Foundations constitute discounters' next strongest classification, according to the study. In that area the Kmarts, Wal-Marts, Jamesways and ShopKos of the world corner about a quarter, 24.2 percent, of the market. Deparment and specialty operations scooped up 37.7 percent of sales.

It is in daywear that discounters have the longest road to travel. In this softly constructed classification discount stores garner a meager 14.9 percent of the market. Department/specialty stores still have a huge chunk of the business, generating 44.6 percent of the volume.

However, that may not be the case in the future. At least one discounter, Braintree, Mass.-based Bradlees, is showing significant increases in the area.

"Our biggest intimate apparel percentage increases are coming in daywear rather than panties or bras," says divisional merchandise manager Leslie James. "That's not to say that daywear has has become our biggest area, but rather that the other business have already been very developed."

Bralets, often constructed of puckered fabric combined with lace, and cotton knit camisoles at $6.99 are among the best performers in the fashion segment of daywear at Bradlees. These tops are often part of a multi-purchase presentation that includes $2.99 bikini and boxer bottoms.

Bradlees' basic daywear business merchandised with an every-day low-price strategy is also performing admirably. It consisting of slips, half-slips and camisoles that sell in the $4.99 to $7.99 range.

The infusion of brand names in intimate apparel continues to be an important spur to discount store sales. It should be noted, however, that it isn't the labels alone that are prompting consumers to open their wallets. Industry players believe it is the attention to quality and styling that manufacturers--most often with businesses founded on the department store level--bring to the discount floor that stimulates customers spending.

"The leaders in the industry are now paying attention to the mass market, and it is their combination of merchandising, marketing and systems/-EDI skills that are giving the business a boost," says Venture's Clark.

Clark is making sure that her customers are getting the branded message with

new updated signs and displays that make a statement. "In some cases, we're merchandising by brand name rather than by classification," Clark says.

Vassarette, the Vanity Fair division, is among the producers that have taken a leadership role at the mass market level. The label, launched last year at Wal-Mart, is now posting huge sales increases throughout the discounting tier. According to industry sources close to the company, retail sales of Vassarette product will exceed $100 million for the year.

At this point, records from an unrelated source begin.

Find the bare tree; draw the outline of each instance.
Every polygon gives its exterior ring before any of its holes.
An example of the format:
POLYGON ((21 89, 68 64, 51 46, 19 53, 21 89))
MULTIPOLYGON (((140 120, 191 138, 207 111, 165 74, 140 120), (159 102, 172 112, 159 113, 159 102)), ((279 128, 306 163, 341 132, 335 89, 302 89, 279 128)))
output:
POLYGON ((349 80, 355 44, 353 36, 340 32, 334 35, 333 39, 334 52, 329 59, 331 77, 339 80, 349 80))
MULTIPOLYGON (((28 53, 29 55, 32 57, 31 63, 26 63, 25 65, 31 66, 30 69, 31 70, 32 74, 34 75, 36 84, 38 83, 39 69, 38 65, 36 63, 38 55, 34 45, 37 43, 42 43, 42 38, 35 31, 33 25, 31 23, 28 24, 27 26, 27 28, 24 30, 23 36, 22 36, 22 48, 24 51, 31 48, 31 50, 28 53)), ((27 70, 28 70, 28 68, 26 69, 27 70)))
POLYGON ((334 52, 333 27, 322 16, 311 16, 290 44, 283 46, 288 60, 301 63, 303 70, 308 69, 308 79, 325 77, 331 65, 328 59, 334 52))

"We're growing by leaps and bound, and, at the rick of sounding immodest, becoming a mega-brand," says Vanity Fair president Peter Velardi.

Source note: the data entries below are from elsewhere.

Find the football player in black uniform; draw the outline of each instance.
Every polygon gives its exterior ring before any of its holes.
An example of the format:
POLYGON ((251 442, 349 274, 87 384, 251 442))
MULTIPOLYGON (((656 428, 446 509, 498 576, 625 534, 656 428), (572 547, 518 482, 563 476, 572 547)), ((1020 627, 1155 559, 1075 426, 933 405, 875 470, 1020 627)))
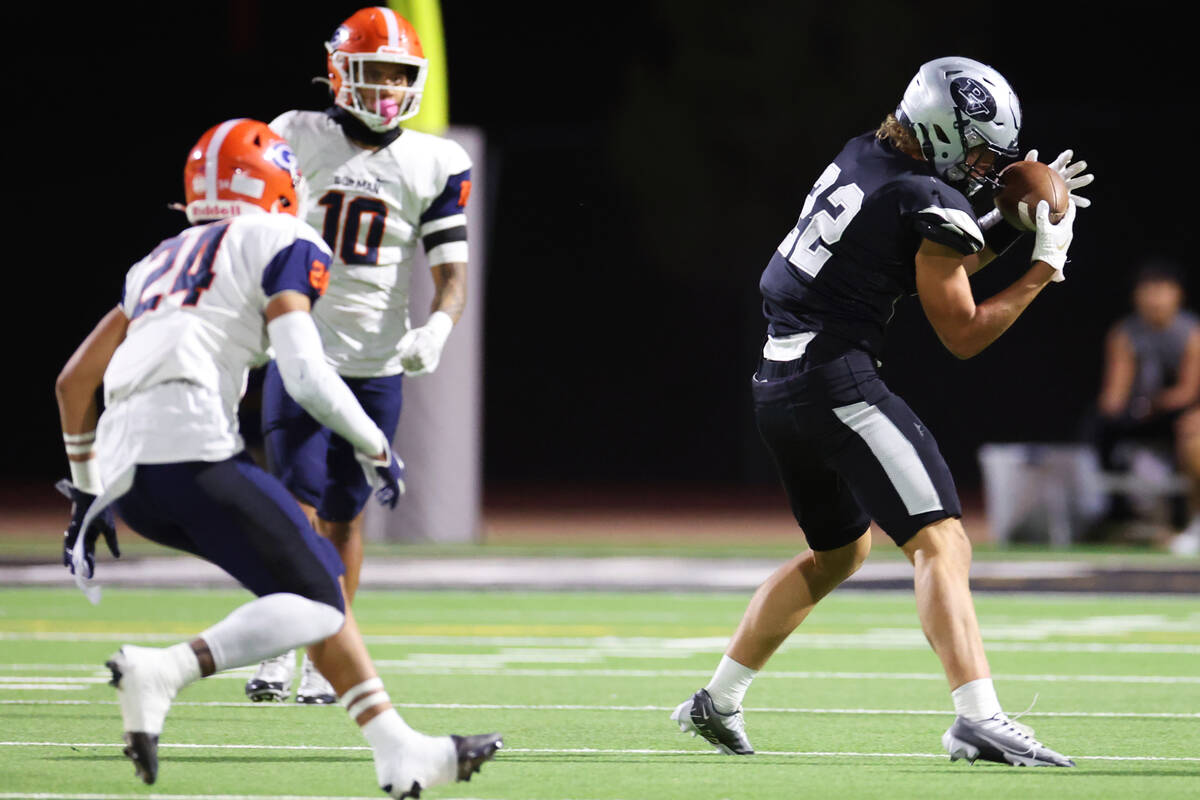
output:
MULTIPOLYGON (((754 752, 740 708, 750 681, 858 570, 874 519, 916 570, 920 624, 953 690, 956 718, 942 736, 950 758, 1074 765, 1001 710, 954 481, 932 434, 877 372, 902 295, 916 293, 942 343, 967 359, 1062 279, 1075 207, 1088 204, 1075 194, 1057 224, 1039 205, 1032 264, 1016 282, 980 303, 971 293, 968 276, 1021 235, 997 211, 978 218, 968 200, 996 187, 1018 156, 1020 126, 1016 95, 991 67, 965 58, 923 65, 896 112, 821 173, 762 273, 768 337, 755 414, 811 549, 760 587, 713 680, 671 715, 722 752, 754 752)), ((1050 167, 1072 191, 1092 181, 1070 151, 1050 167)))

An important reason for Vassarette's, and several other manufacturers success, is based on the companies' high developed replenishment system. By constantly shipping merchandise to the stores, intimate buyers can actually cut back on basics presentations because their selling areas no longer have to accommodate such large inventories of these ubiquitous styles. This equates to more space for fashion goods that attract consumers into the department.